Les entreprises sont adaptées à leurs produits existants, mais l’innovation exige qu’on soit prêt à tout remettre en question, des ressources aux modes de production et de distribution en passant par les stratégies et les budgets, a rappelé Mme St-Pierre. 

Elle a donné l’exemple de la bûche de Noël «Signature» 2016 aux bleuets et au chocolat, créée selon les goûts de Véronique Cloutier. Sa décoration complexe a nécessité l’achat d’équipements et la transformation de l’atelier de chocolat de Première Moisson. De plus, des adaptations ont été nécessaires pour que les fans de l’animatrice, partout au Québec, puissent se procurer la bûche. L’entreprise a ainsi transformé un camion afin d’être en mesure de livrer un produit frais et fragile, augmenté sa capacité de production dans le juste à temps et développé un site de commandes en ligne. L’investissement a été important.

«Il y a eu des résistances à l’interne, a dit Mme St-Pierre. Mais combattre les résistances, c’est parfois une obligation à l’innovation.»

Rentable, ce projet ? La bûche « Signature » s’est vendue deux fois plus l’an dernier. Pas assez pour rentabiliser l’investissement. Mais les ventes de toutes les variétés de bûches ont été multipliées par seize. L’opération a donc été un succès.

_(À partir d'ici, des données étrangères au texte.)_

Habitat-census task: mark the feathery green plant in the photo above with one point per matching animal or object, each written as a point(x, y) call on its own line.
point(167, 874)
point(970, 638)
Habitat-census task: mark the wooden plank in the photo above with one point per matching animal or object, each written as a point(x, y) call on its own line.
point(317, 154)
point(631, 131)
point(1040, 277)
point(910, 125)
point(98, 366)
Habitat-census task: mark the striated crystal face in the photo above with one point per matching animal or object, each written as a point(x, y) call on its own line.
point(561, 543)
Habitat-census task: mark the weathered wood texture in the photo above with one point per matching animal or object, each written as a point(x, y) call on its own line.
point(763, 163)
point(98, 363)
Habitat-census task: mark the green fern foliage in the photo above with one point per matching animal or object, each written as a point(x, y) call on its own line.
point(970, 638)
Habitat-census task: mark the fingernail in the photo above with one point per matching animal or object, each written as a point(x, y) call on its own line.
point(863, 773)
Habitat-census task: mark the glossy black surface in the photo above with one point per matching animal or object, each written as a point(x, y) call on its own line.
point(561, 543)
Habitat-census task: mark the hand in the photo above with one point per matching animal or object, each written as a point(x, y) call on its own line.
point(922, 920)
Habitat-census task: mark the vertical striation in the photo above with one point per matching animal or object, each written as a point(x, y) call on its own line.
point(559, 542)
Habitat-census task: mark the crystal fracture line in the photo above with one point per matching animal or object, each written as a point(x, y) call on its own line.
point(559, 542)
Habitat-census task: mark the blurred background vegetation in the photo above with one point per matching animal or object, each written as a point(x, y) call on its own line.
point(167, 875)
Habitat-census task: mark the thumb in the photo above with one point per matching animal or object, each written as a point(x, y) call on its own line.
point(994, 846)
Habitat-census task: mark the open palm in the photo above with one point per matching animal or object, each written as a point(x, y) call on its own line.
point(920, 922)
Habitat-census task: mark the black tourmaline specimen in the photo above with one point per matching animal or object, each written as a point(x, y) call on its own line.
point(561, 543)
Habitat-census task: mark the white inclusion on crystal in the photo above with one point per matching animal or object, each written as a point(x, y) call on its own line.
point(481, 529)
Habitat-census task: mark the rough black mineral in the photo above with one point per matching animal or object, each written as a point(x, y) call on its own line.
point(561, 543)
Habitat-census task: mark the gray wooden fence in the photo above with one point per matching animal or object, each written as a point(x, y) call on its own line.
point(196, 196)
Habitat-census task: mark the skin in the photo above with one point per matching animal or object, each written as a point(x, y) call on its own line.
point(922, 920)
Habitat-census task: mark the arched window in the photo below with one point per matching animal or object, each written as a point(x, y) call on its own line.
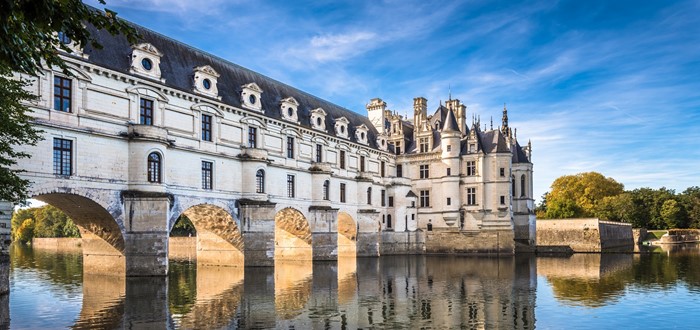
point(260, 182)
point(326, 190)
point(154, 167)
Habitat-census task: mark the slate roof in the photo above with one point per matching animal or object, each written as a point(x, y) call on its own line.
point(177, 68)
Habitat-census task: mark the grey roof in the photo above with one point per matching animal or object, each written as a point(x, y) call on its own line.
point(177, 68)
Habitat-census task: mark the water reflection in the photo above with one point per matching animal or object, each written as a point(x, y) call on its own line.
point(387, 292)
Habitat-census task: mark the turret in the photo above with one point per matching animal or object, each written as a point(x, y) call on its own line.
point(376, 113)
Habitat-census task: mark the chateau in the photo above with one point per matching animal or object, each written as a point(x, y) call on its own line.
point(139, 134)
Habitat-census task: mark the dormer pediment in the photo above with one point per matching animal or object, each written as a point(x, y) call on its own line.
point(341, 127)
point(361, 133)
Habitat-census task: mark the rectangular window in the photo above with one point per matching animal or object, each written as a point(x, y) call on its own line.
point(425, 198)
point(62, 90)
point(424, 171)
point(342, 193)
point(471, 168)
point(471, 196)
point(252, 137)
point(146, 114)
point(423, 142)
point(62, 156)
point(290, 186)
point(206, 127)
point(290, 147)
point(207, 174)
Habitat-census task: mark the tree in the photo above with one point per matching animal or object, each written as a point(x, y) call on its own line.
point(29, 42)
point(575, 196)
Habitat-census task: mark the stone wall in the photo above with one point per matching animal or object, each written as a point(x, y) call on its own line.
point(484, 242)
point(582, 235)
point(402, 243)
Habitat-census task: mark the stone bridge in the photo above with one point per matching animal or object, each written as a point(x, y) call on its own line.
point(127, 231)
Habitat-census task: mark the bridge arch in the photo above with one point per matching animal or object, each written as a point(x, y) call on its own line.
point(347, 235)
point(99, 217)
point(219, 238)
point(293, 238)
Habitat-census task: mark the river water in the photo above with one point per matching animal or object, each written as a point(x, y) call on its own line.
point(659, 290)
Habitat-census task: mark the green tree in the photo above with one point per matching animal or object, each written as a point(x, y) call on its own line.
point(29, 41)
point(574, 196)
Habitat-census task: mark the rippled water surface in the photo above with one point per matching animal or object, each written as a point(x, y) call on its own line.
point(659, 290)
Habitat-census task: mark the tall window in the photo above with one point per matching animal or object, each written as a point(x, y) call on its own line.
point(290, 147)
point(62, 90)
point(154, 167)
point(424, 171)
point(207, 175)
point(252, 137)
point(342, 193)
point(425, 198)
point(62, 156)
point(260, 182)
point(471, 167)
point(146, 114)
point(423, 143)
point(326, 190)
point(471, 196)
point(206, 127)
point(290, 185)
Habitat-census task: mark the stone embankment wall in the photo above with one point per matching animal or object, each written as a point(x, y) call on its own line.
point(182, 248)
point(57, 244)
point(582, 235)
point(484, 242)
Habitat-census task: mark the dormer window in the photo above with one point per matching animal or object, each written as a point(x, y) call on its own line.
point(250, 96)
point(145, 61)
point(361, 134)
point(288, 109)
point(318, 119)
point(341, 127)
point(205, 81)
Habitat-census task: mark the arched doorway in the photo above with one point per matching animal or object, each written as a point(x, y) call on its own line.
point(292, 236)
point(347, 236)
point(102, 237)
point(218, 239)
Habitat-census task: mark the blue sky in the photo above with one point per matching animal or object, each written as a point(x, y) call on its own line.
point(607, 86)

Chez Première Moisson, des boulangers et des pâtissiers, qui sont copropriétaires de succursales, participent à l’idéation et au développement des produits. C’est l’une des clés du succès, a affirmé Mme St-Pierre.

Par ailleurs, elle a souligné que les clients sont tellement sollicités qu’ils ne voient pas toujours les nouveautés et qu’en plus, ils ne croient pas à leur valeur ajoutée. Première Moisson a ralenti le rythme de lancement de ses nouveaux produits pour mieux faire connaître chacun d’eux.

La recherche marketing est essentielle. Toutefois, oubliez l’intention d’achat. «C’est la pire des questions, a soutenu la conférencière. Quand on la pose, il est déjà trop tard. Plutôt, investissez en amont du processus d’innovation pour comprendre les besoins, identifier votre crédibilité dans le domaine et déterminer comment réussir.»

Bientôt une nouvelle stratégie

La Conférence Commercialisation de produits innovants a accueilli une invitée spéciale en la personne de Dominique Anglade, ministre de l’Économie, de la Science et de l’Innovation du Québec. Celle-ci a rappelé que l’innovation est l’un des piliers de la prospérité du Québec et a réitéré la volonté de son gouvernement d’aider les entreprises de tous les secteurs à se moderniser et à innover. D’ailleurs, une nouvelle stratégie québécoise de la recherche et de l’innovation sera lancée au cours du mois de mai. À suivre donc.